SEXTO.- A tenor del art. 101 del Código Penal , todo responsable criminal de un delito o falta lo es también civilmente, en la medida y por los conceptos que se determinan en sus arts. 110 y siguientes. A este respecto, debiendo ser absuelto Juan María de los delitos de societarios y de estafa de que venía siendo acusado, procede reservar acciones civiles a los perjudicados.
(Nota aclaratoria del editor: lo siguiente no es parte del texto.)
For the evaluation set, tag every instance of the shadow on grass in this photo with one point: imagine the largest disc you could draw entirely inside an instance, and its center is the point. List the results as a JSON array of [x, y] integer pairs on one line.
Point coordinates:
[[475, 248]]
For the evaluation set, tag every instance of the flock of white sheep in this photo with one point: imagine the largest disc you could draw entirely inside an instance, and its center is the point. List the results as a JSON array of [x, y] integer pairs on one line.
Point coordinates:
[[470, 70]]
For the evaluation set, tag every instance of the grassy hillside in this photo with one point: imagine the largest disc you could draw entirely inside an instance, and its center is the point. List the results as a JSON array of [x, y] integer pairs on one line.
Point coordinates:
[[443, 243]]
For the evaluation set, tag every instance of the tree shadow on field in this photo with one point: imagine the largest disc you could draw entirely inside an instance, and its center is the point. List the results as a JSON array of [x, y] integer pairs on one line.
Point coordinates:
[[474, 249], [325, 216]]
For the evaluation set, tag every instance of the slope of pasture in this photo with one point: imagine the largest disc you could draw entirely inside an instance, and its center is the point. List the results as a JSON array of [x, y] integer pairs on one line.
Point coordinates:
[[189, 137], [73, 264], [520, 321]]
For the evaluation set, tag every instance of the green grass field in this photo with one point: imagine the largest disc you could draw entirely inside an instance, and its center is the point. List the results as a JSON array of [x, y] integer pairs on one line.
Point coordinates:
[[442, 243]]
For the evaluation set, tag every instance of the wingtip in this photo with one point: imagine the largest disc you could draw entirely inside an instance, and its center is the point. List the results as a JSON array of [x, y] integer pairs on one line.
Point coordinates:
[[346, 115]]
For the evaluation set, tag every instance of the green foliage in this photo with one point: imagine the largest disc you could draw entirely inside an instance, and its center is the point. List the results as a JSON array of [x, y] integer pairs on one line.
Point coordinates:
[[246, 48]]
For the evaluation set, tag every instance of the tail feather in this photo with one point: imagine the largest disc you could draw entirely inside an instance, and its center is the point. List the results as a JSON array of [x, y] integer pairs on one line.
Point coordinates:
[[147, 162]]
Vistos los preceptos legales citados y demás de general y pertinente aplicación.
Fallo
PRIMERO: Que debemos CONDENAR Y CONDENAMOS a Juan María , como responsable criminalmente en concepto de autor, sin la concurrencia de circunstancias modificativas, de un delito de falsedad continuada en documento mercantil a la pena de dos años de prisión, inhabilitación especial del derecho de sufragio pasivo durante la condena y multa de 10 meses a razón de 6 euros diarios.
SEGUNDO: Que debemos ABSOLVER Y ABSOLVEMOS a Juan María como autor responsable de los delitos societarios de falsedad y negación de información y del delito de estafa que se le imputaban, con reserva de acciones civiles a los perjudicados.
TERCERO: Se impone a Juan María el pago de las costas proporcionalmente devengadas.
Así, por esta nuestra Sentencia, de la que se llevara certificación al rollo, lo pronunciamos, mandamos y firmamos.